Melda Zirek Uçurtmalar Kirlenmez
KÜLTÜR BAKANLIĞI TARAFINDAN 100 TÜRK KADININDAN BİRİ SEÇİLEN YAZAR
Hiçbir yere ait olamama, ait olduğunu hissettiğin yerde bu kez bir hiç olduğunu hatırlatanlara…
Hafif uyuşmak istiyorum. Belki sevişerek, belki düşleyerek, belki de içerek. Ne içtiğimin önemi olmadan kadehe tüm anılarımı boca edip; bir yudumda içime hapsetmek. Enkazı kökünden kaldırmak; usta bir işçi gibi. Yılmayan, inatçı; kendi içindeki enkaza odaklı usta bir işçi. Toza, kire, çamura aldırış etmeyen tam bir işçi. İçimdekilere savaş açan zavallı işçi.
Sen baş edebilir misin ki onlarla? Koskocaman bir yama gibi duran yaşam enerjinin son çırpınışlarına aldırış etmeden ne büyük bir azimle çalışıyorsun? Toy işçi… Bedelini bedeninle ödediğin kaç saraya sahipsin?

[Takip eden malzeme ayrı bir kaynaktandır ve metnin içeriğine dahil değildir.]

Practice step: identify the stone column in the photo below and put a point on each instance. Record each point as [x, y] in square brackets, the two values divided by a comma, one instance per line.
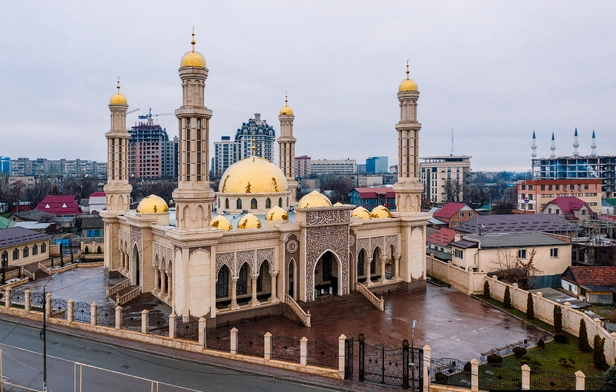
[233, 341]
[267, 346]
[253, 284]
[274, 276]
[93, 313]
[580, 381]
[341, 354]
[426, 367]
[202, 326]
[303, 351]
[172, 317]
[27, 300]
[233, 304]
[118, 317]
[144, 320]
[474, 374]
[525, 377]
[70, 309]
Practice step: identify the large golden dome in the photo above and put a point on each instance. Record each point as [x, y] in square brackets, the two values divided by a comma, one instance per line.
[192, 58]
[360, 212]
[253, 175]
[380, 212]
[314, 199]
[222, 223]
[277, 213]
[249, 221]
[152, 205]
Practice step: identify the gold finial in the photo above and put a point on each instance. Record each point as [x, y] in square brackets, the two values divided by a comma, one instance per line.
[193, 40]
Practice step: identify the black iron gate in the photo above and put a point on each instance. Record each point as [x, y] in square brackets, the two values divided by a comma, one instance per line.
[348, 358]
[402, 367]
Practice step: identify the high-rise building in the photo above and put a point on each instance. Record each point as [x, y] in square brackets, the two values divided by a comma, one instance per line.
[443, 175]
[377, 165]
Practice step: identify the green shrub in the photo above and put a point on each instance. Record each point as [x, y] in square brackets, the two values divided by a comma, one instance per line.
[507, 300]
[519, 351]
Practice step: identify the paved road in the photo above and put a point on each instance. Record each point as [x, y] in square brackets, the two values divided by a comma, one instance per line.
[22, 363]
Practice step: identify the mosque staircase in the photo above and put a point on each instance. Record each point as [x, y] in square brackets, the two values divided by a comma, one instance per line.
[334, 307]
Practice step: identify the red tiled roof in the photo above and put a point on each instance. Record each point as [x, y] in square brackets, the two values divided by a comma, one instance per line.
[442, 237]
[59, 205]
[368, 193]
[568, 204]
[594, 275]
[449, 210]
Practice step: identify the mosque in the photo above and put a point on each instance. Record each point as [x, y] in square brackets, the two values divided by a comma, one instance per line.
[251, 248]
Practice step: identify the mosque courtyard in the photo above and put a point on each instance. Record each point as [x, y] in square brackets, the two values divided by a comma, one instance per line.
[453, 324]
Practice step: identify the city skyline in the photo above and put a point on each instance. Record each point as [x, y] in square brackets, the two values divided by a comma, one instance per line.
[542, 67]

Peki gönlünün sarayına girebilmek için kaç beden ödendi? Kaç kişi yaşayabilmek için bedeninde öldü, söyle işçi?
Yavaş yavaş ölüyorsun, fark etmeden de yaşıyorsun kıyıda köşede. Yada yavaş yavaş yaşıyorsun; ölüme doğru itildiğinin farkında bile değilsin.
Korkuyorsun biliyorum. En çok da kendinden. Ha bir de ölümden. En çok da yaşlanarak ölmekten. Bir de yalnız ölmekten.
Tüm ölümler yalnız gerçekleşmez mi peki?
Enkaz altında zevkle acı arası inleyen; iş üstü, üzerine çullanan koca yığının altındaki fahişeden ne farkın var? Ellerin kirli, kulakların duyduğun onca sözlerden sonra kir pas içinde, gördüklerin cabası. Peki dil? Nereye dokunacağını bilir. En kirlisi de o değil mi? Yüreği ve zihni kirleten, dil yarası…
Ve bunca kirlenmişlikler arasında temiz kalan tek şey uçurtmasıydı. Unutma çocuk! Uçurtmalar kirlenmez.